Some of the stuff in the article we already know but I found these two paragraphs interesting:

Owners of high-def TV sets will enjoy yet another perspective on the games, with eight hours a day of independently produced HD content, cycling three times in each 24-hour period. (For complete schedule info, see www.nbcolympics.com.)

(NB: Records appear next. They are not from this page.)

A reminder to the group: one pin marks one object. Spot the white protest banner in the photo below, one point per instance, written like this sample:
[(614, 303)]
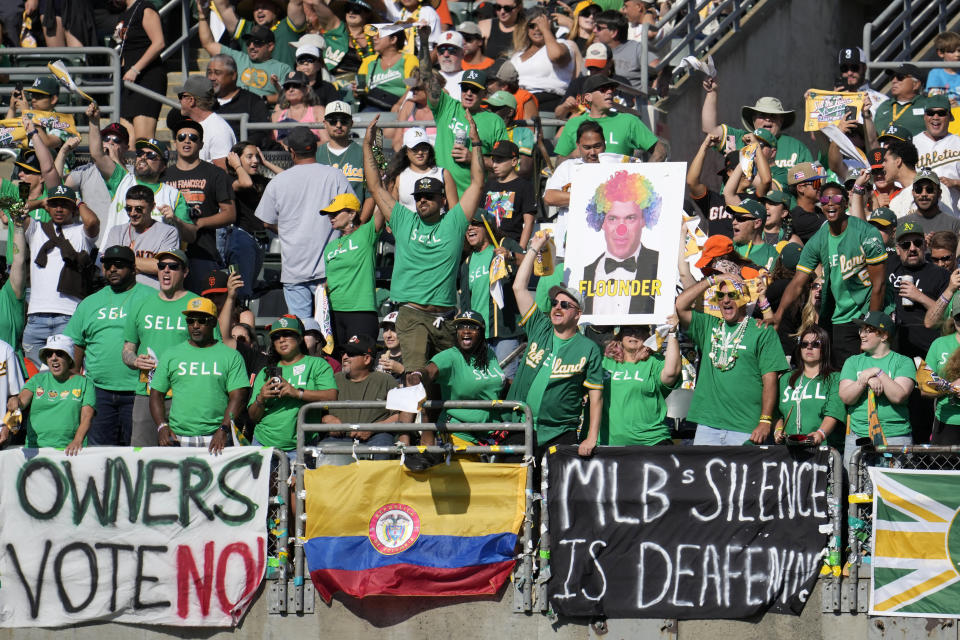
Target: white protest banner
[(623, 239), (148, 536)]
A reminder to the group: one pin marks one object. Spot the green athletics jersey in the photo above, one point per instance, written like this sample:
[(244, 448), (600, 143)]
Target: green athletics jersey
[(450, 118), (350, 163), (97, 326), (759, 352), (201, 379), (427, 255), (948, 409), (622, 132), (790, 151), (278, 426), (54, 413), (283, 34), (804, 404), (350, 269), (553, 374), (461, 381), (761, 254), (156, 325), (634, 403), (845, 259), (894, 418)]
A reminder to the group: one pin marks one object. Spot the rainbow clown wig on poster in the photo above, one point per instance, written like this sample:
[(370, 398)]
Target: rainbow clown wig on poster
[(624, 187)]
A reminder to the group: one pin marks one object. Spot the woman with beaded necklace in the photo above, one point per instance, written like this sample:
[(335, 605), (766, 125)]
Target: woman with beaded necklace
[(736, 391)]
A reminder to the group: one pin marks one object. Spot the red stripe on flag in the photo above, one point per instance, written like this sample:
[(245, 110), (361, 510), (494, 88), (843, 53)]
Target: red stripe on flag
[(413, 580)]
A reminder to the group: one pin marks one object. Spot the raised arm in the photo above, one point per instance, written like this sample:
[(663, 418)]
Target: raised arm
[(371, 173)]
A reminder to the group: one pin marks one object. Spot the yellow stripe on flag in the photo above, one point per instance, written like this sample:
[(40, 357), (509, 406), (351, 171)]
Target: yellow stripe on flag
[(913, 592), (906, 505), (460, 499)]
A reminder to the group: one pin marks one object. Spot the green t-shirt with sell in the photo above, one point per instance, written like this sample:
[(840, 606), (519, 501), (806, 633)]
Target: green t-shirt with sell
[(283, 34), (761, 254), (790, 151), (461, 381), (634, 403), (350, 269), (427, 256), (804, 404), (450, 117), (553, 375), (845, 259), (622, 132), (278, 426), (201, 379), (98, 327), (948, 409), (255, 76), (894, 418), (54, 413), (759, 352), (157, 325)]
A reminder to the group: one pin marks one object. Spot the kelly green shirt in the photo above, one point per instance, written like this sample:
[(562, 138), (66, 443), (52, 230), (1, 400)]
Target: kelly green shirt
[(450, 118), (201, 379), (351, 280), (948, 409), (634, 403), (622, 132), (97, 326), (427, 256), (278, 426), (553, 376), (845, 259), (54, 413), (894, 418), (731, 399)]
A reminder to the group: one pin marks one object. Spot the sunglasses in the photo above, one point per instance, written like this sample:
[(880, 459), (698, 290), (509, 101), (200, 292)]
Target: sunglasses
[(566, 306), (835, 199), (905, 244)]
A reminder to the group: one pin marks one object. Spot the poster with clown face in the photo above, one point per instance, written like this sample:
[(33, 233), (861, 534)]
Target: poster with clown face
[(623, 238)]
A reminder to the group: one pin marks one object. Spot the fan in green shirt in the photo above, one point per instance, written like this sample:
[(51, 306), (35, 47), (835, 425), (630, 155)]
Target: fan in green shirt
[(208, 380), (635, 391)]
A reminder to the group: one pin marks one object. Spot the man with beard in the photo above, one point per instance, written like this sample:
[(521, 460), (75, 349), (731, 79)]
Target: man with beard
[(150, 163), (208, 382), (852, 254), (741, 360), (96, 329)]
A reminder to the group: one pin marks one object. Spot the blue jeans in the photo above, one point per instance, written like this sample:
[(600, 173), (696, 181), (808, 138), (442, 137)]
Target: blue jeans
[(711, 436), (381, 439), (299, 297), (112, 425), (244, 251), (39, 327)]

The images will be picked up from the Athens Olympics Committee's high-resolution "world feed" but narrated by NBC staffers, including Mary Carillo and Al Trautwig, for U.S. consumption. ("Voice of the Olympics" Bob Costas will be otherwise occupied.)

*More HERE*


----------



## Danny R (Jul 5, 2002)

Going to have to try and find a HD Tivo this week!


----------



## nuts4scuba (Jan 11, 2003)

Danny R said:


> Going to have to try and find a HD Tivo this week!


CC has them
http://www.circuitcity.com/detail.j...on.new=Yes&qp=0378008410877&BV_UseBVCookie=No


----------



## Dish man (Sep 20, 2003)

I have been unable to verify whether the opening ceremonies will be in high-def. According to Titan TV, it will NOT be HD. My local NBC station doesn't know, either. Any thoughts on this, Chris?


----------



## BFG (Jan 23, 2004)

It will be In High Def, but not in Sync with the analog ceremony.

The Ceremony on the HD Channel will start on Friday at 9PM ET and will loop until Sunday at 4 AM ET

New 8 Hour Content for the HD Channel will start each morning 4AM ET and repeat at 12PM and 8PM ET


----------